Comparable safety metrics for this neighborhood are not available in WDSuite’s dataset. Investors typically benchmark property-level security features and historical operating experience against metro peers to contextualize risk and retention.

Proximity to Major Employers

Nearby corporate offices provide a diversified employment base that supports commuter convenience and multifamily renter demand, including Ascena Retail Group, Prudential Financial, PepsiCo, Becton Dickinson, and Toys "R" Us.

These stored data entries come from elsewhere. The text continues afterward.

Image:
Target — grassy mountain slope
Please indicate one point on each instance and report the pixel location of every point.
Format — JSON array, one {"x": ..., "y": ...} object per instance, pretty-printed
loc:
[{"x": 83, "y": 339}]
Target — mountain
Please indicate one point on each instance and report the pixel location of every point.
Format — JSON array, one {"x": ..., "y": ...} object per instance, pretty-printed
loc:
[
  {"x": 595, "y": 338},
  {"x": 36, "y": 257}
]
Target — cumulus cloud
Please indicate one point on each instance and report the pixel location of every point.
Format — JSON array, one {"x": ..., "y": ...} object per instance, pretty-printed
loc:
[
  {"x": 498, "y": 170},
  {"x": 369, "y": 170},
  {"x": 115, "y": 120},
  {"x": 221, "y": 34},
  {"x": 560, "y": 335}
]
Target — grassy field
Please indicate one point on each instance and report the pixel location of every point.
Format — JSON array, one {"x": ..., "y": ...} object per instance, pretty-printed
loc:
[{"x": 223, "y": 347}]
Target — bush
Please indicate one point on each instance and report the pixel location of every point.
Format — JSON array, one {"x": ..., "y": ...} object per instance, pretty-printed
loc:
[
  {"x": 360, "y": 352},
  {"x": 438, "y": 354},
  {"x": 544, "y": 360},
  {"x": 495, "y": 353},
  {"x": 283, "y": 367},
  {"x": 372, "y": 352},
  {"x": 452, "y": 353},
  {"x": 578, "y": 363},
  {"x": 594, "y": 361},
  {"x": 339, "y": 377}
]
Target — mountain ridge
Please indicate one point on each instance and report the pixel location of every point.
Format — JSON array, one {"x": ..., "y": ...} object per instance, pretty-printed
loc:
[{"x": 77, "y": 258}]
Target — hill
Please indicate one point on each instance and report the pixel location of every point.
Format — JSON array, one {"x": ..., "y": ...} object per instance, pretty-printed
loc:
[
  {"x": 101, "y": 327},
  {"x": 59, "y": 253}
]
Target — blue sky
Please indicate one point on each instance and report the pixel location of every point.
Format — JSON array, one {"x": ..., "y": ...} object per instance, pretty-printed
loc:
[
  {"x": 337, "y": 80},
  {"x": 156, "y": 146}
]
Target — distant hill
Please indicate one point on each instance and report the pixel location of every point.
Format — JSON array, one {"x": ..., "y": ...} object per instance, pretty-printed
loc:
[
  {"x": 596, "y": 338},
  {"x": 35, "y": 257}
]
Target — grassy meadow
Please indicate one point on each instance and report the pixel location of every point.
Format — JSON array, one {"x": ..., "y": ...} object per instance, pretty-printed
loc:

  • Ascena Retail Group — apparel retail HQ (8.6 miles) — HQ
  • Prudential Financial — financial services (11.8 miles)
  • Pepsico — food & beverage corporate offices (12.1 miles)
  • Becton Dickinson — medical technology (12.6 miles) — HQ
  • Toys "R" Us — retail corporate offices (16.1 miles) — HQ
Why invest?

15 Stern St offers exposure to a renter-centric Urban Core pocket of Rockland County with high neighborhood occupancy and above-average daily convenience. Based on CRE market data from WDSuite, the surrounding neighborhood sits in the top quartile nationally for occupancy, while elevated home values in the area indicate a high-cost ownership market that tends to sustain reliance on rentals. Within a 3-mile radius, population and household growth — alongside a projected increase in the renter share — point to a gradually expanding tenant base that can support leasing stability.

Built in 2002, the property is slightly older than the local average vintage, suggesting practical value-add pathways through modernization of finishes and building systems to compete with newer stock. At the same time, neighborhood rent-to-income signals warrant disciplined revenue management to balance pricing power with retention.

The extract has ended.